On 27 December 2016, the Board of the Romanian Financial Supervisory Authority (“FSA”) analysed the status of the insurance and reinsurance undertaking LIG Insurance SA, ultimately, commencing bankruptcy procedures against LIG Insurance SA and withdrawing its license to carry on insurance and reinsurance activity (FSA Decision 2347/2016).

According to the FSA, on 31 October 2016 the company had: (i) negative own capital of RON 56.2 million; and (ii) a liquidity ratio of 0.44, resulting in concern over its capacity to cover its due obligations using own funds.

LIG Insurance SA must hand over complete records of its claims to the Insurance Guarantee Fund within 30 days of the FSA decision’s publication in the Official Gazette (i.e. 5 January 2017) so that the list of potential insurance creditors can be published in accordance with the law.

The company must notify the insureds with regard to their option to: (i) terminate the insurance agreements concluded with LIG Insurance SA; and (ii) recover the premium for the unexpired insurance period.

LIG Insurance SA was a relatively small player in the market; its portfolio included risks covered mainly in Romania and Italy.

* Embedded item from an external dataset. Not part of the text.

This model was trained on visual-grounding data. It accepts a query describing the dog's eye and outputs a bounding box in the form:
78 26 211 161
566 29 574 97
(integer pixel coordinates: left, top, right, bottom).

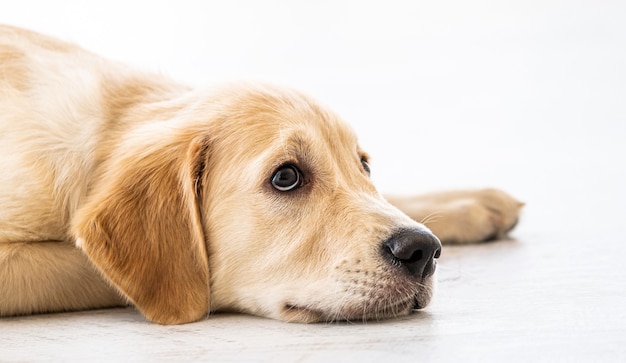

The Insurance Guarantee Fund guarantees the payment of indemnities and damages derived from voluntary and mandatory insurance policies if an insurance undertaking becomes bankrupt. The limit of payments for insurance claims is RON 450,000 (approximately EUR 101,000) per insurance creditor of the bankrupt insurance company. Payments will only be made for insurance claims that are certain, liquid and due and will made be in the Romanian national currency (i.e. RON).